A definitional question answering (QA) system attempts to provide relatively long answers to such questions. Stated another way, the answer to a definitional question is not a single named entity, quantity, etc., but rather a list of information nuggets. A typical definitional QA system extracts definitional sentences that contain the most descriptive information about the search term from a document or documents and summarizes the sentences into definitions.

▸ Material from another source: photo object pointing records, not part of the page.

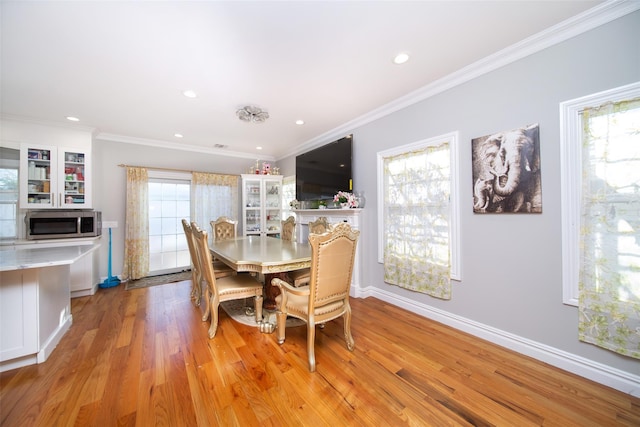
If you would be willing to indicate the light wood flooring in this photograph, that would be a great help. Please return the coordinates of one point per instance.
(142, 358)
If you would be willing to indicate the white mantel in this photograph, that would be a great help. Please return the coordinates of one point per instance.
(354, 217)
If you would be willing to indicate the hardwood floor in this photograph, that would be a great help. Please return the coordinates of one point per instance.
(142, 357)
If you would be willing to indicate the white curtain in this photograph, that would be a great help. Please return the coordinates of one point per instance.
(214, 195)
(416, 220)
(609, 297)
(136, 235)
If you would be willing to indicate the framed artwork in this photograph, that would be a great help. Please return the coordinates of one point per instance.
(506, 171)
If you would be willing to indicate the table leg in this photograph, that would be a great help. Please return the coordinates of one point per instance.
(270, 291)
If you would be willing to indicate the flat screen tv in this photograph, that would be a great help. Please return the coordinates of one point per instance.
(322, 172)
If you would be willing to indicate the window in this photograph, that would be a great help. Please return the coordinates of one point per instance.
(601, 207)
(419, 214)
(169, 202)
(625, 159)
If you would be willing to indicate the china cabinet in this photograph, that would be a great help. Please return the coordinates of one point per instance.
(54, 177)
(261, 205)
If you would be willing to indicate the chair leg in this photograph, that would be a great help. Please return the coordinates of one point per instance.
(215, 302)
(207, 300)
(347, 330)
(311, 337)
(281, 320)
(258, 307)
(195, 289)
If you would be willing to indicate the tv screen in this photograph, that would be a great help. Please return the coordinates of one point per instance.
(322, 172)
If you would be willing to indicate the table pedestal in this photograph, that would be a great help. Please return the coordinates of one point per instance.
(270, 291)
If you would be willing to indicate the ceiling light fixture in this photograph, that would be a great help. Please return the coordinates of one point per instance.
(252, 114)
(401, 58)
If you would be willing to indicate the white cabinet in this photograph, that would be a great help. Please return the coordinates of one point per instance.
(261, 204)
(54, 177)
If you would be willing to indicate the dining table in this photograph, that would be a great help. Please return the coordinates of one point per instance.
(271, 256)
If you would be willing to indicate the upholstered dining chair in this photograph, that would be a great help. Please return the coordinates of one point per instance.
(301, 277)
(223, 228)
(327, 296)
(227, 288)
(288, 229)
(220, 269)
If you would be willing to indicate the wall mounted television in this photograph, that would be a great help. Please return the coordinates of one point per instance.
(322, 172)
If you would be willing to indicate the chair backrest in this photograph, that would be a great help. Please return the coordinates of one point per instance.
(332, 257)
(319, 226)
(201, 243)
(224, 228)
(288, 229)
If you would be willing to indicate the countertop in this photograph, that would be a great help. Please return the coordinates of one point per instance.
(17, 258)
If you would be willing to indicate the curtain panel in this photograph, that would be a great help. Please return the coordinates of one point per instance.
(213, 196)
(609, 277)
(136, 239)
(416, 221)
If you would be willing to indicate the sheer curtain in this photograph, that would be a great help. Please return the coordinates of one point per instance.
(416, 220)
(609, 285)
(214, 195)
(136, 238)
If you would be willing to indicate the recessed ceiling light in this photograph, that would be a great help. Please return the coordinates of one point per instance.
(401, 58)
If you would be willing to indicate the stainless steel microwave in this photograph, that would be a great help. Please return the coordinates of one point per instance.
(63, 224)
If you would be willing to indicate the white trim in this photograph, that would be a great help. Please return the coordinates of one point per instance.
(571, 172)
(454, 228)
(594, 371)
(54, 338)
(178, 146)
(581, 23)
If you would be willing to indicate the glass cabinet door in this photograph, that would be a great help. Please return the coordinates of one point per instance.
(73, 191)
(40, 171)
(252, 207)
(273, 190)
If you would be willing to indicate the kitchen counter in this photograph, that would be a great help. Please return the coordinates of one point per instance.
(35, 299)
(17, 258)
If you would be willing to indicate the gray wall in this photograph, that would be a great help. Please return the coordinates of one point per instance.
(511, 263)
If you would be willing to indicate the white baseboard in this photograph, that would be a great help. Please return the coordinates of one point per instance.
(594, 371)
(54, 339)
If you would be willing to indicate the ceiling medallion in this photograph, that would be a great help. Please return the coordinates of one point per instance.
(252, 114)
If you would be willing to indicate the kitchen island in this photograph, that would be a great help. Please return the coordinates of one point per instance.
(35, 301)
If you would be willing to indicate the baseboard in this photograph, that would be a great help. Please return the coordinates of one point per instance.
(594, 371)
(54, 339)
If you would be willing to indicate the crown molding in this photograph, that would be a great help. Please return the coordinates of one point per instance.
(581, 23)
(32, 121)
(177, 146)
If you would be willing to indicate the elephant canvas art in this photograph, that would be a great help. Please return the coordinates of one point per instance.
(506, 171)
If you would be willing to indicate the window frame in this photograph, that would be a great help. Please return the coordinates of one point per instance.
(571, 179)
(158, 176)
(454, 225)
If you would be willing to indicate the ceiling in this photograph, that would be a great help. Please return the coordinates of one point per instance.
(122, 67)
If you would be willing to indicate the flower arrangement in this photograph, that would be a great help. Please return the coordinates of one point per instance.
(347, 198)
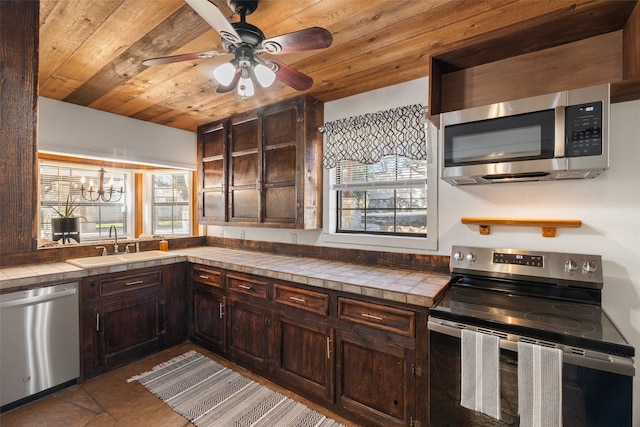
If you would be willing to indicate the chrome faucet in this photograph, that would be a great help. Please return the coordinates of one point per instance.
(115, 244)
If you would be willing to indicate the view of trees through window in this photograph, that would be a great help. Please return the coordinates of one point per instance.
(387, 197)
(171, 203)
(59, 182)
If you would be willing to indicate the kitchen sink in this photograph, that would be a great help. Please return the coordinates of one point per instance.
(101, 261)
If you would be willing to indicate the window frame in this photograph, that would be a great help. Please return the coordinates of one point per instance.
(331, 236)
(366, 182)
(152, 204)
(128, 219)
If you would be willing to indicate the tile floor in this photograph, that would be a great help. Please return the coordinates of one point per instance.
(109, 400)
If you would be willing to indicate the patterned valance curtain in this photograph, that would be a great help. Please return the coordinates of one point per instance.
(367, 138)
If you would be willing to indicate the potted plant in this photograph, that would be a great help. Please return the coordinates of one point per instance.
(66, 225)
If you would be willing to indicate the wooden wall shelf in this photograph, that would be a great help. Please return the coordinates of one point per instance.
(548, 225)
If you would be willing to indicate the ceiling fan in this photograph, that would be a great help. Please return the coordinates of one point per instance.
(247, 43)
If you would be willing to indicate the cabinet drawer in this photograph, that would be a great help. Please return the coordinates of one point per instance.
(390, 319)
(314, 302)
(207, 276)
(245, 285)
(130, 283)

Many QA systems utilize statistical ranking methods based on obtaining a centroid vector (profile). In particular, for a given question, a vector is formed consisting of the most frequent co-occurring terms with the question target as the question profile. Candidate answers extracted from a given large corpus are ranked based on their similarity to the question profile. The similarity is normally the TFIDF score in which both the candidate answer and the question profile are treated as a bag of words in the framework of Vector Space Model (VSM).
VSM is based on an independence assumption. Specifically, VSM assumes that terms in a vector are statistically independent from one another. However, terms in an answer or nugget are based on a sentence where the words are commonly not independent. For example, if a definitional question is “Who is Tiger Woods?”, a candidate answer may include the words “born” and “1975”, which are not independent. In particular, the sentence may include the phrase “ . . . born in 1975” . . . . However, the existing VSM framework does not accommodate term dependence.